Lejos de esquivar el tema, el mandatario decidió centrar su intervención en la evolución de los precios a modo de diferenciarse de “los políticos que cuando reciben un mal dato fingen demencia o hablan de cualquier otra cosa”. “Nosotros tendríamos un montón de cosas buenas para hablar el día de hoy, pero como soy Milei y detesto la forma de hacer las cosas de la política tradicional, y como odio la inflación, y como el dato no me gustó y me repugna, voy a hablar de inflación”, planteó.
En ese sentido, defendió la estrategia económica de su Gobierno y pidió evitar reacciones apresuradas: “Tenemos que tener conciencia de que Argentina enfrentó una corrida por el equivalente al 50 por ciento del M2. En cualquier momento de la historia, Argentina hubiese volado por los aires. No solo que no voló, sino que recibimos un fuerte respaldo en las urnas”. “La gente no quiere volver al pasado. Si seguimos haciendo las cosas bien, tarde o temprano las cosas van a empezar a salir bien”, aseguró.

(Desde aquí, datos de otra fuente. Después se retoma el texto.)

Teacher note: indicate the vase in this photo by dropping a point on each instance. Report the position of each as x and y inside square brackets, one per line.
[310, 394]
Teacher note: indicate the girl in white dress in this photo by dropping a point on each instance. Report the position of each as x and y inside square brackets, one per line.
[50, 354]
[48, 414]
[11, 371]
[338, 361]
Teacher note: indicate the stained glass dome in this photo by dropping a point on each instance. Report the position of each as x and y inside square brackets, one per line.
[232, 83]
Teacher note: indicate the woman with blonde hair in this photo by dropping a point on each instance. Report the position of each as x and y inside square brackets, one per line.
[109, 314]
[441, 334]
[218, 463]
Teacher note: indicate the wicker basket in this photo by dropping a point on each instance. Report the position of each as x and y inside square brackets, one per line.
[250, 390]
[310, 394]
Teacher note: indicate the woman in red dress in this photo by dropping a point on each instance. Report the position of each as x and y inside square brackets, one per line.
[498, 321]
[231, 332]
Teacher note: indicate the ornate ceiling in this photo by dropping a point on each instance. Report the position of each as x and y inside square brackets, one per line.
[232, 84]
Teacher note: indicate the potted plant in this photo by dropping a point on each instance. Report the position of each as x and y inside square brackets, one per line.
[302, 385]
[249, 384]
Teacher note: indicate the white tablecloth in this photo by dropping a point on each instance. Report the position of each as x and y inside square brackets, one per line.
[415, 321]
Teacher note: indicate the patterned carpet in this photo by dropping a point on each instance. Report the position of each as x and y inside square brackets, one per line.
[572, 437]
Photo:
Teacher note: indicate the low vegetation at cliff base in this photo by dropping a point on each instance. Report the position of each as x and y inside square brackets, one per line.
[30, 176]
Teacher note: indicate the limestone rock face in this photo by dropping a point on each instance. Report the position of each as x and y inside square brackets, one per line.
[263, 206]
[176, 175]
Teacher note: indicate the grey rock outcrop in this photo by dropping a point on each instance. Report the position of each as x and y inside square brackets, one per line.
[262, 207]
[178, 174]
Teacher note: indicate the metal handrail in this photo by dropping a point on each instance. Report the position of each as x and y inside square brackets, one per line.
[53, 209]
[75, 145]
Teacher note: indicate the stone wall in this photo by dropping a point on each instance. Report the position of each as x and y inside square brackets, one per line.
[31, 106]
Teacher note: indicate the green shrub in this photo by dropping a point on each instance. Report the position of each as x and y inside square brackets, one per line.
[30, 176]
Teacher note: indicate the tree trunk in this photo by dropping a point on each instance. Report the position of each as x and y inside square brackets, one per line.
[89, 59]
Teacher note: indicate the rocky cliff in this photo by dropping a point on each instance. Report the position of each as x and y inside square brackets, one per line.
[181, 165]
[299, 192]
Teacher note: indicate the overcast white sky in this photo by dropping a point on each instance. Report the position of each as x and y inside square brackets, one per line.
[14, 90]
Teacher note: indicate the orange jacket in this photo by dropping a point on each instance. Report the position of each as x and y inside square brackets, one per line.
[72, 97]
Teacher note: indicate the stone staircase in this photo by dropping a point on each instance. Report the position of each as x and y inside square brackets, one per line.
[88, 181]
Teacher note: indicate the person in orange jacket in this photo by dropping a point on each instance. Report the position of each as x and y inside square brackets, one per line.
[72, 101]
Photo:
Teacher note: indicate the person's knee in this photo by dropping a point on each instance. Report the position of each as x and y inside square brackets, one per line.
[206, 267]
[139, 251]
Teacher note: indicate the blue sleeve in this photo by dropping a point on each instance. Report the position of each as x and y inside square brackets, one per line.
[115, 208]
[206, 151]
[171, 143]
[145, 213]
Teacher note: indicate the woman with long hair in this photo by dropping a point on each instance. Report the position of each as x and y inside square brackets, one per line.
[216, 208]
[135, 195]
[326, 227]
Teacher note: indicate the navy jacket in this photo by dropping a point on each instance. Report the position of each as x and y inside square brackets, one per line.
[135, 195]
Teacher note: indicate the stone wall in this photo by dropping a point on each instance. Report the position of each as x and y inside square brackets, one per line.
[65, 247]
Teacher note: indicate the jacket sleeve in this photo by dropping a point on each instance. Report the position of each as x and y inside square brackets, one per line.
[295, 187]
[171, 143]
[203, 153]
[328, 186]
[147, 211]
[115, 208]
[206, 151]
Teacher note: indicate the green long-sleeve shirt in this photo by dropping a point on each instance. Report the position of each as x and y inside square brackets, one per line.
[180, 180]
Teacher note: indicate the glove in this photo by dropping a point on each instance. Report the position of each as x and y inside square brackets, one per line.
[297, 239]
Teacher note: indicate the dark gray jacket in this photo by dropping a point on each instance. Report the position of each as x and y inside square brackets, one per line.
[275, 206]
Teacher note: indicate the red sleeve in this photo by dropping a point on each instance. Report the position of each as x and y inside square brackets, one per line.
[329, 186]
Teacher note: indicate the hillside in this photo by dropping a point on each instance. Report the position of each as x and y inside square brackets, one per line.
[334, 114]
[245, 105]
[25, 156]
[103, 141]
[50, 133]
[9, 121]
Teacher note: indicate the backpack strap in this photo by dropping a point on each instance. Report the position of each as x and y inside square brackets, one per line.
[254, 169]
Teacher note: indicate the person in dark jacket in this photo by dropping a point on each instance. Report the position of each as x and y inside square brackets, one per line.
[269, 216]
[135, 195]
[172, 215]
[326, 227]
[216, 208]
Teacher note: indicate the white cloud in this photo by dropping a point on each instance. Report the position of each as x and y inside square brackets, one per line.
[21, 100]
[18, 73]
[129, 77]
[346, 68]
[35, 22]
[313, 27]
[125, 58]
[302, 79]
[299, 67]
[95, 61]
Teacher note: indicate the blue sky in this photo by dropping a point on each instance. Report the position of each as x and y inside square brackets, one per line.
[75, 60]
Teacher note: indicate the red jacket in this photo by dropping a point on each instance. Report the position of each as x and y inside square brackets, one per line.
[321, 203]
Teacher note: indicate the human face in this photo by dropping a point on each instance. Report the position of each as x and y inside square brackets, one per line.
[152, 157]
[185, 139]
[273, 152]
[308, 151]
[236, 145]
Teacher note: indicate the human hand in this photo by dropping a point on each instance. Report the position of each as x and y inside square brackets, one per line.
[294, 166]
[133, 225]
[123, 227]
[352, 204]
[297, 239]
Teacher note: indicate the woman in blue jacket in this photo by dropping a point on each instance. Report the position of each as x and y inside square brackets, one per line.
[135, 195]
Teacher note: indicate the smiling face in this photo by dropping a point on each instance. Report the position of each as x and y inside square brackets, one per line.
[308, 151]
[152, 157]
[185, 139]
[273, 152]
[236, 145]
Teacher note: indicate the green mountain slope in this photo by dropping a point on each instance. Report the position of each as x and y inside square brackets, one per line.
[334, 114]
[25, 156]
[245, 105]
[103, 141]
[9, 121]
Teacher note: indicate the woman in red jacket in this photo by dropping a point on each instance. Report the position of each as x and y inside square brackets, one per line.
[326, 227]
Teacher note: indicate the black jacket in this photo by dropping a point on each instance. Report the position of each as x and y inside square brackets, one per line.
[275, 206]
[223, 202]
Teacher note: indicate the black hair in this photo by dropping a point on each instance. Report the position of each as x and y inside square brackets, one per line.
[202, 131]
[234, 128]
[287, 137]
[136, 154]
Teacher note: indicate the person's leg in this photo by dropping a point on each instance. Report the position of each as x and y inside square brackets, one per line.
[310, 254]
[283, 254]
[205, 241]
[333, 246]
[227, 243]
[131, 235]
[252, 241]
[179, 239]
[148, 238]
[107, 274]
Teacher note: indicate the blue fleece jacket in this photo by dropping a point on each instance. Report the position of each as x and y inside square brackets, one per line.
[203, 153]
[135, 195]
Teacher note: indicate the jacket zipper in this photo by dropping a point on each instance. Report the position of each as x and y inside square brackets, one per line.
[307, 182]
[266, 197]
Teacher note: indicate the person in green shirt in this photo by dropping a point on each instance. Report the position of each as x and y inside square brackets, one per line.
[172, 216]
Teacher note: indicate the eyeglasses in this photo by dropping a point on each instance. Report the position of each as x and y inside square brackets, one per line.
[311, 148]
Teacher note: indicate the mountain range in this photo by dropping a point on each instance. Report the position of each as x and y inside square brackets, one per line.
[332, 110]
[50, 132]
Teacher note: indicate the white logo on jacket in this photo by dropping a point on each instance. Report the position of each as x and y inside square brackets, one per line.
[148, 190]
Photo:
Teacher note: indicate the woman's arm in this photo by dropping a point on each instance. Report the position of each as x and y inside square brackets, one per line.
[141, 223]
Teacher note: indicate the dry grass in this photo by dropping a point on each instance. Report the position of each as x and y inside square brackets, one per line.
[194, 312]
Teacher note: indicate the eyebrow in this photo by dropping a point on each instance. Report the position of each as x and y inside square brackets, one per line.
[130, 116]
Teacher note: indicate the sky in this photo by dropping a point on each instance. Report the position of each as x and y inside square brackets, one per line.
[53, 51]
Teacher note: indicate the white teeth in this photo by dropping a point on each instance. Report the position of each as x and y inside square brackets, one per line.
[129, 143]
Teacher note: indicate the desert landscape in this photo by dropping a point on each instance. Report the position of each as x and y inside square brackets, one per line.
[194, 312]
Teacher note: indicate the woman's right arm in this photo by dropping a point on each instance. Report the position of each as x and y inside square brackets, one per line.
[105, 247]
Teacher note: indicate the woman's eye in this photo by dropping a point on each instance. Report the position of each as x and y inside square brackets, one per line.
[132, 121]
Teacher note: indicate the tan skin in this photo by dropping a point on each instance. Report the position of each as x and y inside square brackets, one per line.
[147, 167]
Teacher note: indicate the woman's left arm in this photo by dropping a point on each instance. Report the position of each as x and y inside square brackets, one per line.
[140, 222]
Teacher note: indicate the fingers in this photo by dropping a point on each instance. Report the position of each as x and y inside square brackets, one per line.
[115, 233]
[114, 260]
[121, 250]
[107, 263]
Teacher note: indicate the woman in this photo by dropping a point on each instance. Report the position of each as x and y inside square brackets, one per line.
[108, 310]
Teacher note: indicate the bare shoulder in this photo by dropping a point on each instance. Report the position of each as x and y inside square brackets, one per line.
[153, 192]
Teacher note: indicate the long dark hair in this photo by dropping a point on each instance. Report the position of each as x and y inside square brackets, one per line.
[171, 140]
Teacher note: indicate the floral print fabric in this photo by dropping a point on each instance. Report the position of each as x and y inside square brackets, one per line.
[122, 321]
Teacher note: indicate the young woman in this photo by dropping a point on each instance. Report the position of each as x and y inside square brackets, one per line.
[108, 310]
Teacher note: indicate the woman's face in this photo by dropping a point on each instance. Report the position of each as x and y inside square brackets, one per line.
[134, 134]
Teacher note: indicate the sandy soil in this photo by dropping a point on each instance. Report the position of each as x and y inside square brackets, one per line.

De ese modo, insistió en la necesidad de sostener el rumbo y precisó que “lo que hay que hacer es tener paciencia”. “No hay que desesperarse. Cuando uno se desespera, toma malas decisiones. Nosotros no vamos a ir en contra de la teoría económica y de la evidencia empírica. Tampoco vamos a violentar nuestros valores morales al momento de diseñar la política económica”, expresó.
“La teoría económica y la evidencia empírica dicen que lo que tenemos que hacer es mantener el equilibrio fiscal, seguir con la motosierra. En la última reunión de gabinete di la orden de que la motosierra no para”, redobló.
Finalmente, remarcó que el Gobierno avanzará con su plan de desregulación. “Vamos a seguir recortando el gasto público para seguir rebajando impuestos porque los impuestos son un robo. No vamos a ceder un ápice en seguir desregulando, porque cuando ustedes desregulan, liberan rendimientos crecientes y eso genera crecimiento económico, abriendo la economía”, concluyó.